My friend, Le Anne Schreiber, told me several months ago over dinner that she was going to Mexico for her winter getaway to a place called Zihuatanejo. “That’s where Joan went last year!” I said. “That’s how I knew about it. I read about it on Hammertown’s blog”, said Le Anne. Well, Le Anne and her partner, Toney, had a wonderful time. Here is her thank you letter to Joan.
Hi Joan,
I owe you and your blog a big debt of gratitude.
For three and a half seasons of a Columbia County year, I have no problem meeting Hammertown’s “love where you live” standard, but during the second half of every winter, only absence can make my heart stay fond. Since the late 80’s, I have looked for a winter home away from home, and although that made for some great, unregretted adventures in Costa Rica, Belize, Guatemela, Honduras, Nicaragua and a half-dozen Caribbean islands, I never found the place I could envision returning to year after year — until this winter.

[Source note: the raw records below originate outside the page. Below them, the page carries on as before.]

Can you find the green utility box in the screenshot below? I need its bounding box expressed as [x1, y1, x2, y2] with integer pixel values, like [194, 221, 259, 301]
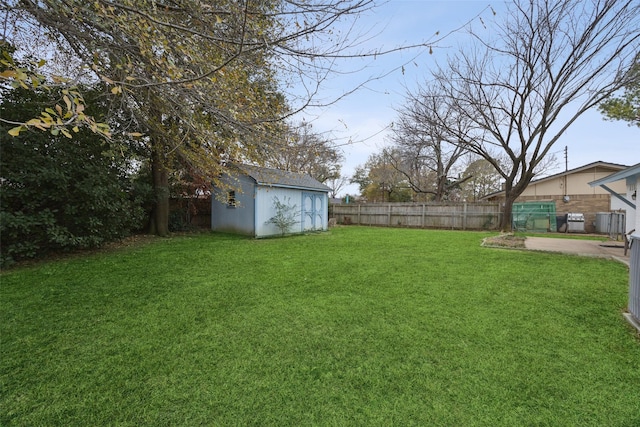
[512, 202, 557, 233]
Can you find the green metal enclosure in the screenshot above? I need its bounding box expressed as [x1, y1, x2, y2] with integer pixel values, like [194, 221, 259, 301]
[512, 202, 557, 233]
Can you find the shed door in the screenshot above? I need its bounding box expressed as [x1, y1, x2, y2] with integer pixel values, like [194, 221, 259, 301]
[302, 192, 324, 231]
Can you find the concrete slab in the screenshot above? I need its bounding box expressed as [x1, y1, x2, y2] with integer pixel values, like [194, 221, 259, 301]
[524, 236, 629, 266]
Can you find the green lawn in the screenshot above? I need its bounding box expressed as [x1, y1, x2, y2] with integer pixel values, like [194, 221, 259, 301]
[2, 227, 639, 426]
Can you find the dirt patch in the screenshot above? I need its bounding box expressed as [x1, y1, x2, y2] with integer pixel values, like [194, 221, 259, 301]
[4, 234, 163, 271]
[482, 233, 526, 249]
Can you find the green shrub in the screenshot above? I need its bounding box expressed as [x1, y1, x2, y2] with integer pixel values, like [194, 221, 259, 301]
[0, 86, 146, 267]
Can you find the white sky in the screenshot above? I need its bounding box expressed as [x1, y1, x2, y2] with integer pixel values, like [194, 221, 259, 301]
[291, 0, 639, 197]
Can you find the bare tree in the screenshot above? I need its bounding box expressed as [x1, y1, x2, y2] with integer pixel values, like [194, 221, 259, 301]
[325, 176, 349, 199]
[262, 121, 343, 184]
[388, 83, 470, 201]
[431, 0, 640, 230]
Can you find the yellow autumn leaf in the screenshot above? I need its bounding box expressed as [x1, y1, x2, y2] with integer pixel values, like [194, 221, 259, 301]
[27, 118, 48, 130]
[63, 95, 72, 112]
[111, 86, 122, 94]
[0, 69, 16, 80]
[8, 126, 24, 136]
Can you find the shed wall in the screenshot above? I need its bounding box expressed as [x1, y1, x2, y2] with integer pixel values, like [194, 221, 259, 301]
[255, 187, 304, 237]
[211, 174, 256, 235]
[255, 187, 328, 237]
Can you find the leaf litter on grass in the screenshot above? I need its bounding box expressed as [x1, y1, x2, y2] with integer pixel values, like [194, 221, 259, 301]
[482, 233, 526, 249]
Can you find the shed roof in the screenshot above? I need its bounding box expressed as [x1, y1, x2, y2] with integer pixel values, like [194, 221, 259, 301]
[234, 164, 331, 192]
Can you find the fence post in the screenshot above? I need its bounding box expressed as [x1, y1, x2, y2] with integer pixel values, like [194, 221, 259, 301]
[388, 204, 392, 226]
[358, 204, 361, 225]
[422, 204, 426, 228]
[463, 203, 467, 230]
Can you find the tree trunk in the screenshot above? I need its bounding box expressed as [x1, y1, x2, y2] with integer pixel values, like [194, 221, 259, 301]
[500, 191, 517, 232]
[150, 142, 170, 237]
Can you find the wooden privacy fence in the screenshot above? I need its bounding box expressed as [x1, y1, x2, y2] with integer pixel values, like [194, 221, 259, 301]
[330, 202, 502, 230]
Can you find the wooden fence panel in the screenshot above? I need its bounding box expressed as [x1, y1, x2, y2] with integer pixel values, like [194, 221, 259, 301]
[330, 202, 501, 230]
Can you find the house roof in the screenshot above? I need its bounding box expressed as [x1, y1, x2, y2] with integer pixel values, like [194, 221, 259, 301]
[481, 161, 629, 200]
[588, 162, 640, 187]
[234, 164, 331, 192]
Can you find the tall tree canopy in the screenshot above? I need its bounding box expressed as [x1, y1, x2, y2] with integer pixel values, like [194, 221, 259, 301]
[459, 157, 503, 202]
[423, 0, 639, 230]
[351, 150, 413, 202]
[599, 58, 640, 127]
[388, 82, 470, 202]
[3, 0, 377, 235]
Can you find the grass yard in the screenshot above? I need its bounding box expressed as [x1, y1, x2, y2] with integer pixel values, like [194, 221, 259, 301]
[1, 227, 639, 426]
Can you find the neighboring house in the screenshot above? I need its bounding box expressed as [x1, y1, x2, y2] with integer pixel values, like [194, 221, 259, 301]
[211, 164, 330, 237]
[483, 161, 630, 232]
[589, 163, 640, 331]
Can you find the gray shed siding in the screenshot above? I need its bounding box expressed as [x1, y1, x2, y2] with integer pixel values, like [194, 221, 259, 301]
[211, 174, 256, 235]
[211, 165, 330, 237]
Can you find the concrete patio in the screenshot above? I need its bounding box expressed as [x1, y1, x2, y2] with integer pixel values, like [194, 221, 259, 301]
[524, 236, 630, 266]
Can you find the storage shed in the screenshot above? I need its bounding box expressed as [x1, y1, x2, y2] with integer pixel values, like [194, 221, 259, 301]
[211, 164, 330, 238]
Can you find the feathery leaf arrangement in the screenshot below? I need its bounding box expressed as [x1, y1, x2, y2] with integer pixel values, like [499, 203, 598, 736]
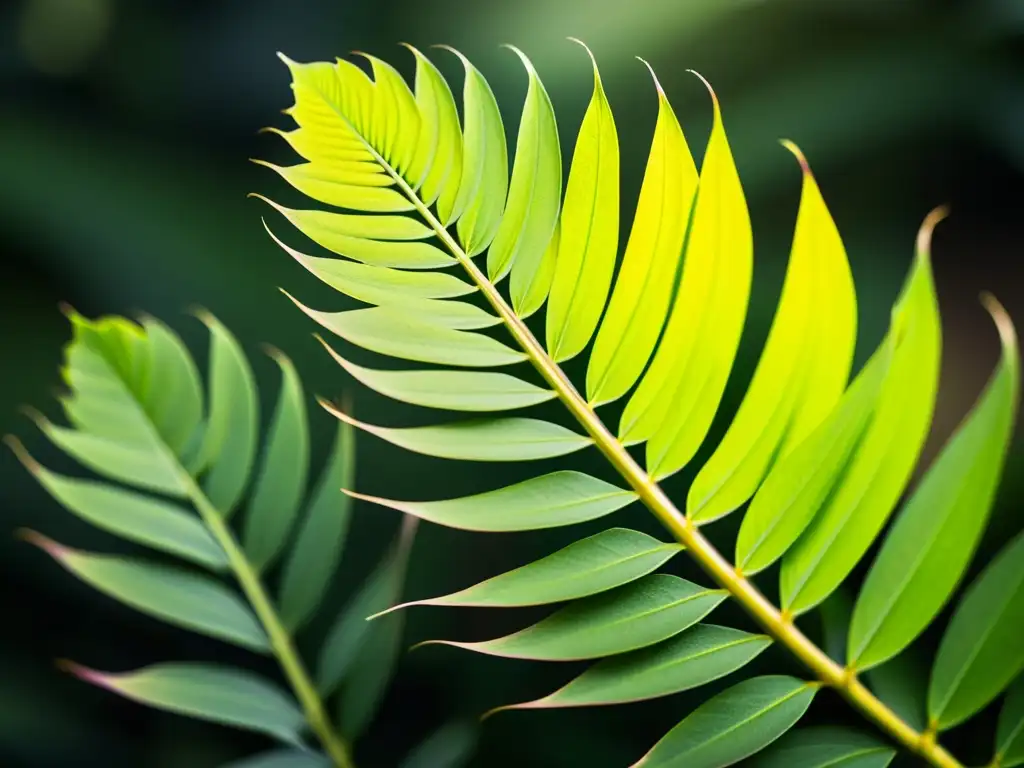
[7, 311, 470, 768]
[257, 41, 1021, 768]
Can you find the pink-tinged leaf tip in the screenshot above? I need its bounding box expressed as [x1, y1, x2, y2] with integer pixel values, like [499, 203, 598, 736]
[780, 139, 812, 177]
[635, 57, 664, 97]
[916, 205, 949, 261]
[17, 528, 71, 560]
[687, 69, 719, 108]
[57, 660, 120, 692]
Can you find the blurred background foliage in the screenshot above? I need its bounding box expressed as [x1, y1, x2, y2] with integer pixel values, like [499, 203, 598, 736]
[1, 0, 1023, 766]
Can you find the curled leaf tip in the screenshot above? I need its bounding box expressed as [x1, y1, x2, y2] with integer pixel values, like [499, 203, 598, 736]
[187, 306, 217, 327]
[687, 69, 719, 107]
[779, 139, 812, 177]
[501, 43, 535, 74]
[980, 291, 1018, 353]
[19, 404, 47, 427]
[635, 57, 664, 97]
[4, 434, 40, 474]
[916, 205, 949, 260]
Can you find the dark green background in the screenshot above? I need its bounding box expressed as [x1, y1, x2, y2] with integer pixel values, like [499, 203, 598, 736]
[2, 1, 1023, 766]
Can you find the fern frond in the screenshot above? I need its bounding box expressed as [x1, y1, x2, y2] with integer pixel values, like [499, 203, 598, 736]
[259, 41, 1021, 768]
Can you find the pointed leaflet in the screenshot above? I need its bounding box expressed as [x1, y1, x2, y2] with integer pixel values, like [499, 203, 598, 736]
[345, 471, 635, 532]
[244, 351, 310, 569]
[255, 196, 432, 240]
[279, 421, 355, 631]
[404, 45, 463, 215]
[735, 348, 888, 576]
[287, 299, 525, 368]
[497, 625, 770, 711]
[928, 530, 1024, 730]
[316, 517, 417, 697]
[421, 574, 725, 661]
[484, 46, 560, 310]
[256, 161, 413, 213]
[625, 74, 753, 479]
[359, 54, 422, 177]
[848, 297, 1019, 671]
[586, 62, 697, 406]
[688, 143, 856, 521]
[321, 340, 553, 412]
[751, 727, 896, 768]
[996, 677, 1024, 768]
[444, 48, 508, 256]
[25, 532, 267, 651]
[324, 406, 591, 462]
[634, 676, 816, 768]
[138, 315, 204, 460]
[780, 213, 944, 615]
[377, 528, 681, 613]
[399, 721, 477, 768]
[194, 311, 260, 514]
[64, 662, 304, 744]
[546, 39, 619, 363]
[11, 442, 225, 570]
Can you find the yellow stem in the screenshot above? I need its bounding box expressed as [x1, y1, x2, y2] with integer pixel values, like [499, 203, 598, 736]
[183, 474, 354, 768]
[385, 167, 962, 768]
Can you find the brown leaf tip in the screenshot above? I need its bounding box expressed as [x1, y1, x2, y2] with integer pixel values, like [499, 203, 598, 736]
[916, 205, 950, 260]
[4, 434, 41, 474]
[980, 292, 1018, 354]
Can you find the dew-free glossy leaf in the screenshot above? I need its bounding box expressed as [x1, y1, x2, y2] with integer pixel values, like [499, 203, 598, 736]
[848, 298, 1019, 671]
[379, 528, 680, 614]
[447, 48, 508, 256]
[586, 64, 697, 406]
[928, 531, 1024, 730]
[279, 421, 354, 631]
[13, 447, 225, 570]
[287, 299, 525, 368]
[27, 533, 267, 651]
[194, 312, 260, 514]
[139, 316, 204, 459]
[65, 662, 303, 744]
[735, 348, 888, 576]
[244, 351, 310, 569]
[256, 196, 431, 240]
[491, 47, 561, 311]
[499, 625, 770, 710]
[622, 76, 751, 482]
[255, 161, 414, 213]
[422, 574, 724, 661]
[996, 677, 1024, 767]
[320, 341, 553, 412]
[688, 144, 855, 521]
[325, 407, 591, 462]
[634, 676, 817, 768]
[751, 726, 896, 768]
[546, 40, 619, 363]
[780, 217, 943, 615]
[359, 54, 421, 176]
[346, 471, 635, 532]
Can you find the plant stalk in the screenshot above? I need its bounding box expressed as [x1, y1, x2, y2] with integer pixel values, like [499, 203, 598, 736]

Prompted entirely by a blog entry you posted last May after a vacation of your own, I decided to book a month of winter warmth in Zihuatanejo, Mexico. I can’t thank you enough.
I loved Zihua (as it is called by the syllabically challenged), and not just because I enjoyed a month of 85 degree days with no rain, few clouds and not a single mosquito. And not just because it is a fish-eater’s paradise, where, when you ask a chef how fresh the catch is, he tells you whether it was hooked that morning, afternoon, or evening. And not just because of its spectacularly beautiful bay, a large near-perfect circle with one small arc opening out into the Pacific.
What struck me most, and what will keep me going back, are the kind, fun, welcoming people of Zihua. It’s a community of people who love where they live, and even just passing through, you feel that in dozens of interactions every day. In fact, the social spirit of Zihua reminded me of what I loved most about the Tuscan villages I used to visit in the 1980’s, where the quality of a day was measured by the many small human exchanges that filled it.
I was alone in Zihua for two weeks before being joined by my partner, Toney, but despite my limited Spanish, I never felt lonely or estranged, and I seldom went an hour without someone engaging me in a friendly conversation in whatever combination of languages we could splice together. On the day we left, it took us two hours to make the rounds of the village saying goodbye to new friends.
I suspect what keeps the local spirit alive in Zihua is that, unlike other beach vacation spots I have visited, the local population remains in control. Virtually all the small hotels (there are no large ones), restaurants and shops are still owned and staffed by Zihuans. On any given winter afternoon, at least half of the people swimming, fishing, basking or jogging on the beach are local residents. For the most part, Zihuans still set the tone, the pace, and the menu (the exception being a noticeable incursion of pizza). And fellow tourists seem to be a self-selected group who return year after year because they like it that way.
I could go on and on, but suffice it to say, I have already booked a Zihua stay for next winter and registered for online Spanish lessons. My only regret is having returned home in time for the ice storm.
Thanks again for making my winter,
Le Anne
Le Anne Schreiber, who is a longtime local resident, is a well-known author and journalist. She was the first female sports editor for The New York Times (and later deputy editor of New York Times Book Review). Le Anne is also the author of two acclaimed memoirs: Midstream and Light Years. She recently finished a 2-year stint with ESPN, serving as their (very popular) ombudsman.












I remember Zihuatanejo as the rendezvous for Andy(Tim Robbins) and Red (Morgan Freeman), in the movie”Shawshank Redemption”. Andy’s dream was to spend the rest of his life “in a warm place with no memory”.